Additional Extensions
 Use items other than playing cards. For larger numbers, use counting manipulatives such as colored bears or dried kidney beans.
 Transfer to “More than, less than, equal to” worksheets where there are two numbers or two groups of objects and a box between the 2 numbers. In the box, have the children draw the “more than” sign to indicate which of the two numbers are larger. Worksheets can be downloaded at this site:
http://www.mathaids.com/Greater_Than_Less_Than/Kindergarten_Integers.html




Encourage Vocabulary 

 More than – Words used to compare quantity (e.g., "Six cookies are more than 3 cookies.")
 Greater than – More than; shows relationship between numbers (e.g., "The number 6 is greater than the number 3.")
 Less than – A value that is smaller in number (e.g., "The number 3 is less than the number 6.")
 Equal – To be the same in number or amount (e.g., "There are equal amounts of cookies.")
Glossary of MATH vocabulary 



Make Adaptations 

Supporting Children at Different Levels 
Toddlers 

PreK 
Toddlers may:
 Have trouble identifying which number is greater.


PreK Children may:

Grasp the idea that the alligator’s open mouth goes toward the larger number.

Have a command of numbers 2 – 9 (the numbers on the playing cards).

Home child care providers may:
 Model the mathematical phrasing that will help the children understand the concept of “greater.” Ask, “Let’s pretend these numbers are cookies. Would Alfie the alligator rather like to have 6 cookies or 3 cookies?” The children respond, “He wants 6 cookies.” “That’s right. Alfie is hungry and six cookies are more than 3 cookies. And 3 cookies are less than 6 cookies. So we will place Alfie’s open mouth towards the bigger number of cookies.”
 Get small objects, like dried beans, that allow them to count out the quantities. If they are able to answer the problems correctly, the difficulty is with number sense; they need more practice matching written numbers and quantities so this connection becomes more secure.

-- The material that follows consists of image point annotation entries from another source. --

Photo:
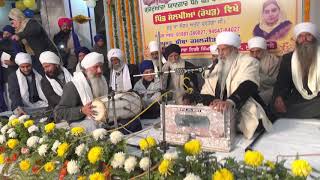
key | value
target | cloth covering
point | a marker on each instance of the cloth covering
(55, 85)
(313, 77)
(214, 49)
(23, 85)
(306, 27)
(257, 42)
(9, 29)
(146, 64)
(228, 38)
(63, 20)
(153, 46)
(23, 58)
(244, 68)
(92, 59)
(126, 79)
(49, 57)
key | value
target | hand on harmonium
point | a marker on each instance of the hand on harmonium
(88, 110)
(220, 105)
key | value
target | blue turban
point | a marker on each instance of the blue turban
(146, 64)
(84, 50)
(98, 37)
(9, 29)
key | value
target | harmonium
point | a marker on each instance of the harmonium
(215, 130)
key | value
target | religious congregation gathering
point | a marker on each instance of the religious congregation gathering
(75, 110)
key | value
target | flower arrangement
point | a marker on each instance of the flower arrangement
(42, 151)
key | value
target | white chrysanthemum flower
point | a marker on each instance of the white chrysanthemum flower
(2, 139)
(55, 145)
(118, 160)
(12, 117)
(171, 155)
(42, 150)
(32, 129)
(4, 129)
(13, 134)
(24, 118)
(145, 163)
(72, 167)
(191, 176)
(10, 130)
(80, 149)
(130, 164)
(32, 141)
(42, 120)
(116, 137)
(44, 138)
(99, 134)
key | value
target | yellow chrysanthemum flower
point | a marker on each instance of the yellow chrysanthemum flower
(49, 127)
(14, 122)
(97, 176)
(12, 143)
(223, 174)
(192, 147)
(28, 123)
(62, 149)
(165, 168)
(82, 178)
(49, 167)
(270, 164)
(147, 143)
(151, 141)
(2, 159)
(253, 158)
(77, 131)
(24, 165)
(95, 154)
(301, 168)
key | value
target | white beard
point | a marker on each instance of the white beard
(223, 74)
(98, 86)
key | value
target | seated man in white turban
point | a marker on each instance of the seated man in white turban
(233, 83)
(121, 74)
(56, 76)
(149, 89)
(154, 53)
(296, 93)
(179, 83)
(24, 86)
(78, 94)
(269, 66)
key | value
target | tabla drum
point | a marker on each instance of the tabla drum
(127, 105)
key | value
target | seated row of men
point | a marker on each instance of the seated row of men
(235, 80)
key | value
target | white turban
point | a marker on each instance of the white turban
(214, 49)
(306, 27)
(115, 53)
(92, 59)
(153, 46)
(228, 38)
(257, 42)
(49, 57)
(23, 58)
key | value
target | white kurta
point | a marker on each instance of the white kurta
(243, 68)
(149, 94)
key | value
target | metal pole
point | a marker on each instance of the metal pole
(162, 107)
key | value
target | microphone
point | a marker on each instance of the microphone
(181, 71)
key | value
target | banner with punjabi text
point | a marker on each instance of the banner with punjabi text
(194, 24)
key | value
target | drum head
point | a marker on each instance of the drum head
(101, 110)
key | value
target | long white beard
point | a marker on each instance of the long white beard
(226, 66)
(98, 86)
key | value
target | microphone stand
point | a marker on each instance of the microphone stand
(163, 144)
(112, 94)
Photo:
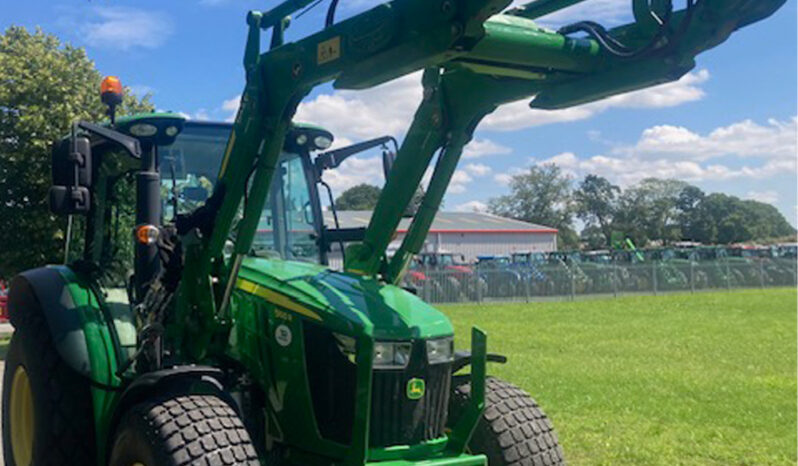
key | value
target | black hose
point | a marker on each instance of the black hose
(612, 46)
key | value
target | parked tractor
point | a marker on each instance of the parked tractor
(194, 320)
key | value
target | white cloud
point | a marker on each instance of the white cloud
(460, 179)
(606, 12)
(518, 115)
(776, 140)
(357, 115)
(483, 147)
(503, 179)
(354, 171)
(768, 197)
(140, 90)
(471, 206)
(123, 28)
(230, 106)
(671, 152)
(389, 109)
(478, 169)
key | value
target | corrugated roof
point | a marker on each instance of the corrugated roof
(446, 222)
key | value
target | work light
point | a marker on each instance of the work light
(440, 350)
(391, 354)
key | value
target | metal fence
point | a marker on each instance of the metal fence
(566, 282)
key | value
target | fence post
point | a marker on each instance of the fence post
(728, 274)
(526, 288)
(476, 285)
(654, 276)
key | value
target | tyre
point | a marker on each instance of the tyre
(182, 430)
(47, 409)
(513, 430)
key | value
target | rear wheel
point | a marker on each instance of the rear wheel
(47, 411)
(513, 430)
(182, 430)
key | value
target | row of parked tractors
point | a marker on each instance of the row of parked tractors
(447, 277)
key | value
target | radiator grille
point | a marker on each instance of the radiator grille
(398, 420)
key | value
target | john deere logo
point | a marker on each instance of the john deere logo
(415, 389)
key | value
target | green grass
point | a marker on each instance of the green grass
(678, 379)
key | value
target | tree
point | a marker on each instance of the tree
(648, 210)
(361, 197)
(728, 219)
(596, 203)
(44, 87)
(542, 196)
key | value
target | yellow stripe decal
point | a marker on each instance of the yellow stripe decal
(275, 298)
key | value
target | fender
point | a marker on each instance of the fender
(84, 335)
(46, 289)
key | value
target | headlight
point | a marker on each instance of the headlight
(391, 355)
(440, 350)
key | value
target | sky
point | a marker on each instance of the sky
(728, 126)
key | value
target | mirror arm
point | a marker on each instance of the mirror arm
(129, 144)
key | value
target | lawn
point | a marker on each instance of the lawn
(678, 379)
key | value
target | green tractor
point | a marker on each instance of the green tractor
(194, 320)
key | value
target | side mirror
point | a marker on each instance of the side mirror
(195, 193)
(72, 176)
(70, 157)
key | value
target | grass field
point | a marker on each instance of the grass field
(679, 379)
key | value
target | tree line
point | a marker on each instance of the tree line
(654, 211)
(44, 87)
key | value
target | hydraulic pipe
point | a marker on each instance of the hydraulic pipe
(539, 8)
(423, 139)
(422, 220)
(514, 43)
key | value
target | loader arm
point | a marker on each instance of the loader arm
(518, 60)
(473, 64)
(378, 45)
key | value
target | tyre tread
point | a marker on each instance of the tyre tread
(513, 431)
(197, 430)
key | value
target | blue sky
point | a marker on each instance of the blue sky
(728, 126)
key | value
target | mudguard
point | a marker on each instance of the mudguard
(84, 336)
(45, 289)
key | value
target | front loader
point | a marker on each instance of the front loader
(193, 321)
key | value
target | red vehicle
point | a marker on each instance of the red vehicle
(3, 302)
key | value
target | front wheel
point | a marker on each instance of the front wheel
(513, 430)
(182, 430)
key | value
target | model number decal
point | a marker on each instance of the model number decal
(283, 336)
(282, 315)
(329, 50)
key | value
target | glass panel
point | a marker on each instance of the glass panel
(287, 225)
(195, 157)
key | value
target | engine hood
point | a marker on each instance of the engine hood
(354, 301)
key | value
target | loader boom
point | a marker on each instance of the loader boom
(474, 61)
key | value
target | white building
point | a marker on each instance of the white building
(471, 234)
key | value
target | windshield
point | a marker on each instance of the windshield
(287, 227)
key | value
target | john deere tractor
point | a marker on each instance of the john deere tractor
(193, 320)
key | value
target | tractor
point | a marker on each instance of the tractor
(193, 320)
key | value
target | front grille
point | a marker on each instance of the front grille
(398, 420)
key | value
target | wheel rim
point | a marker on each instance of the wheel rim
(21, 417)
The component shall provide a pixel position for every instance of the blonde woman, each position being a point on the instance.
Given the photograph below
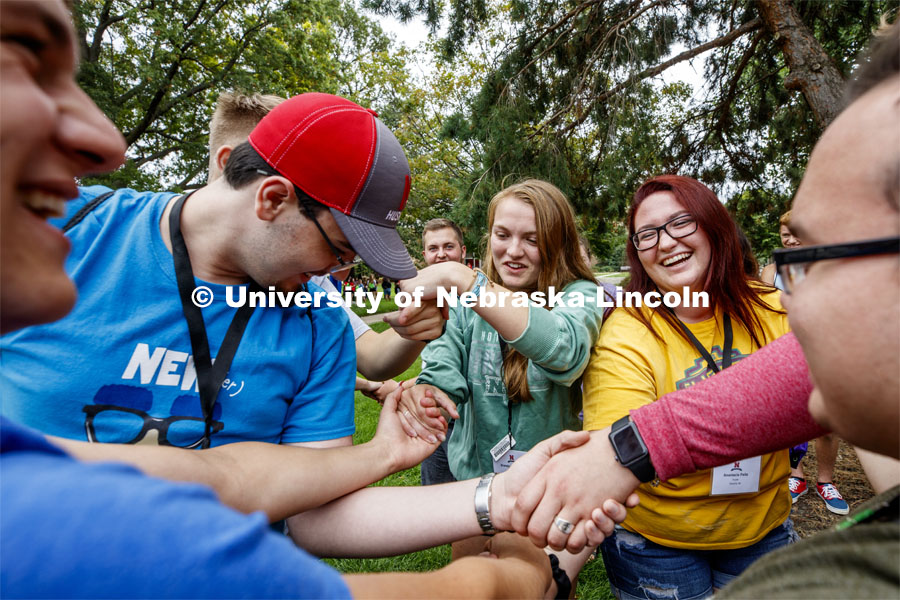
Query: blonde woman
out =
(512, 371)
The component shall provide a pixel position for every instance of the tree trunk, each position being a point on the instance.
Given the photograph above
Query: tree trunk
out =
(811, 69)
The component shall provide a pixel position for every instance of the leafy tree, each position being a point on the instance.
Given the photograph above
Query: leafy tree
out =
(156, 67)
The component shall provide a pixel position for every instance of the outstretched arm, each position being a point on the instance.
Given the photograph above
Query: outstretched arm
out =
(387, 521)
(278, 480)
(759, 405)
(517, 569)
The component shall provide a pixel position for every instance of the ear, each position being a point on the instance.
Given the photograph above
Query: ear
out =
(222, 155)
(274, 196)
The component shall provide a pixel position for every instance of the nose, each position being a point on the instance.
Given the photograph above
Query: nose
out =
(665, 240)
(515, 248)
(86, 135)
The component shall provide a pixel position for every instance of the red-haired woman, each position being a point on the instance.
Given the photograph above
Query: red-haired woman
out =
(694, 533)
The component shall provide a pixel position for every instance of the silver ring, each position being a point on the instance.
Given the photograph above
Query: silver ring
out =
(563, 525)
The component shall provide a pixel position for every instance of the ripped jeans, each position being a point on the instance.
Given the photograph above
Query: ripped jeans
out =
(639, 569)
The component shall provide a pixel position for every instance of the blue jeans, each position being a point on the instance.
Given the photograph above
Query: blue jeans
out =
(639, 569)
(436, 468)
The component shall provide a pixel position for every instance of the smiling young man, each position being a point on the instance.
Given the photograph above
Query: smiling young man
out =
(843, 303)
(71, 529)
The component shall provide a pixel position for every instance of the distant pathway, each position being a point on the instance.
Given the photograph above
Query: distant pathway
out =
(613, 278)
(369, 319)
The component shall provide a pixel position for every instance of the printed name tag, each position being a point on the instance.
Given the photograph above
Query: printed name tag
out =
(739, 477)
(507, 460)
(506, 443)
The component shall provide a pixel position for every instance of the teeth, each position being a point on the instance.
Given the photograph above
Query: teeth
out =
(45, 205)
(676, 258)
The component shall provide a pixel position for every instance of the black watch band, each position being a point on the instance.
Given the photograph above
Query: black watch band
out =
(630, 449)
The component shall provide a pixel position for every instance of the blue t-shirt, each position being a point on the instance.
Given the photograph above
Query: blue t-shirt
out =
(79, 530)
(119, 368)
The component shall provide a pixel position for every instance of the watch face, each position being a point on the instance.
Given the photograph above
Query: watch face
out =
(628, 445)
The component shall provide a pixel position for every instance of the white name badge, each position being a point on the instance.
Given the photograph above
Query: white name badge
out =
(507, 460)
(506, 443)
(738, 477)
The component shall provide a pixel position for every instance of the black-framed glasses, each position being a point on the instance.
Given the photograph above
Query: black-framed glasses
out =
(108, 423)
(793, 263)
(677, 227)
(305, 201)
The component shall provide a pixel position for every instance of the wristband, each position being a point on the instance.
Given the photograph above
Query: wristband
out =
(563, 583)
(483, 503)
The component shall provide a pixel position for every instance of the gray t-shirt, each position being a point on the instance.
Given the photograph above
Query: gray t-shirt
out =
(359, 327)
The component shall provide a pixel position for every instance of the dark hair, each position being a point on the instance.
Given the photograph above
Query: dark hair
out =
(727, 286)
(245, 166)
(441, 223)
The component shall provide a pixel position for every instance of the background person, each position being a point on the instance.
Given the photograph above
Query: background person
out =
(119, 533)
(682, 236)
(827, 445)
(511, 371)
(442, 241)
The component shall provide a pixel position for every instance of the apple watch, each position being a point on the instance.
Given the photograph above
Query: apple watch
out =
(631, 452)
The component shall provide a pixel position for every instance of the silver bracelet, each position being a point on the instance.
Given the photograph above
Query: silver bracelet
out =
(483, 503)
(481, 282)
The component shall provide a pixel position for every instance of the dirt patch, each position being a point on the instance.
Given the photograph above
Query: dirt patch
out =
(809, 513)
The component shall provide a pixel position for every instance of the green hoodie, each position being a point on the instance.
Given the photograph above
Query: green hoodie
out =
(466, 363)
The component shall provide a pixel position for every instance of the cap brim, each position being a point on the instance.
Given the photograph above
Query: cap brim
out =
(380, 247)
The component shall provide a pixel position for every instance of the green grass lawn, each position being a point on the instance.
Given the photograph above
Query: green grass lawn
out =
(591, 584)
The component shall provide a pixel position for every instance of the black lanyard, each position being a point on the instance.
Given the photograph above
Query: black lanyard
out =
(210, 375)
(726, 351)
(504, 348)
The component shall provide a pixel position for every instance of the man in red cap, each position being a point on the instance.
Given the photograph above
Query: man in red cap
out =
(157, 350)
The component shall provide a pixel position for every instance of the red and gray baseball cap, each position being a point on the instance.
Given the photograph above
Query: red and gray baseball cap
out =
(344, 157)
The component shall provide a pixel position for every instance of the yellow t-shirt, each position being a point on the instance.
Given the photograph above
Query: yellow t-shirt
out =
(629, 367)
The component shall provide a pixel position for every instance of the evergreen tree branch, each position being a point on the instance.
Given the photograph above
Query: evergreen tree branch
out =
(645, 74)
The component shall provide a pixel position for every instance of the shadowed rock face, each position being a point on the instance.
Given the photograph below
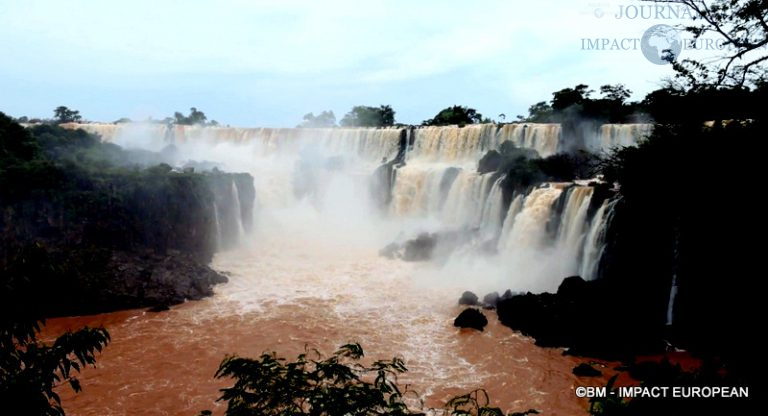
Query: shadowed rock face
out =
(589, 318)
(108, 241)
(471, 318)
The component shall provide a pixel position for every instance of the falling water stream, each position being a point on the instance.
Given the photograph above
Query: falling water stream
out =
(309, 275)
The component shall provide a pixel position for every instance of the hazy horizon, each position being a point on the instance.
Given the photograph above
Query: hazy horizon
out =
(268, 63)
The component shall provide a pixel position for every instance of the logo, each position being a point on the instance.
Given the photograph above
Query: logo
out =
(661, 44)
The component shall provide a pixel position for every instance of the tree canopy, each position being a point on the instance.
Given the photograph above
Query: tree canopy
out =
(364, 116)
(743, 31)
(324, 119)
(195, 117)
(454, 115)
(62, 114)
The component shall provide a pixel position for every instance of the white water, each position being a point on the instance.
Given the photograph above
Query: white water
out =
(526, 246)
(310, 274)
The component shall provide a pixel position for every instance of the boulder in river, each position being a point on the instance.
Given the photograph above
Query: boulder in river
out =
(471, 318)
(468, 298)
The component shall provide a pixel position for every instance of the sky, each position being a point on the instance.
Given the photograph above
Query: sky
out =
(267, 63)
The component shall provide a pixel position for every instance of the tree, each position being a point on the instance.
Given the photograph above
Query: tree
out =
(363, 116)
(195, 117)
(568, 97)
(617, 93)
(32, 371)
(63, 114)
(743, 27)
(457, 115)
(540, 112)
(324, 119)
(337, 385)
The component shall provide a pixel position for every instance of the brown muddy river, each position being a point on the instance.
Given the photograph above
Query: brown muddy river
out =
(286, 294)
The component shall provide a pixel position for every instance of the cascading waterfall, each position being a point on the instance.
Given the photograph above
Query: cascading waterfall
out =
(238, 210)
(436, 187)
(444, 144)
(595, 242)
(217, 224)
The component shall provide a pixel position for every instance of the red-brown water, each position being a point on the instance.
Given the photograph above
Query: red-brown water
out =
(286, 295)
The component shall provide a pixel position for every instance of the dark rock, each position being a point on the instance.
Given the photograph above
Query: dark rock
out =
(420, 248)
(468, 298)
(490, 162)
(586, 370)
(490, 300)
(572, 288)
(159, 308)
(508, 294)
(589, 318)
(391, 251)
(471, 318)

Home child care providers may:
 Transfer to “More than, less than, equal to” worksheets where there are two numbers or two groups of objects and a box between the 2 numbers. In the box, have the children draw the “more than” sign to indicate which of the two numbers are larger. Worksheets can be downloaded at this site:
http://www.mathaids.com/Greater_Than_Less_Than/Kindergarten_Integers.html
 Use items other than playing cards. For larger numbers, use counting manipulatives such as colored bears or dried kidney beans.





Books 

 Alfie the Alligator by Sandy Turley (Amherst, New Hampshire: Helps4Teachers, 2008)
 More or Less by Stuart J. Murphy (New York: HarperCollins, 2005)




Music and Movement 





Outdoor Connections 


Play Red Rover  Separate everyone into two equal teams. Here, they will be called Team A and Team B. Have each team stand in a straight line, holding hands. The two teams should be facing each other, about ten yards apart.
Team A decides who to "call over" from Team B. Once Team A has decided, they sing, "Red Rover, Red Rover, we call (name) over! The player from Team B who was called must run to Team A and try to break through the arms of two Team A players. If the player from Team B don't pass through, they are a part of Team A now. But if they pass through, they go back to their original team, Team B. Continue playing until one team only has two people. Once one of those people gets put on the other team, the game is over. The larger team wins.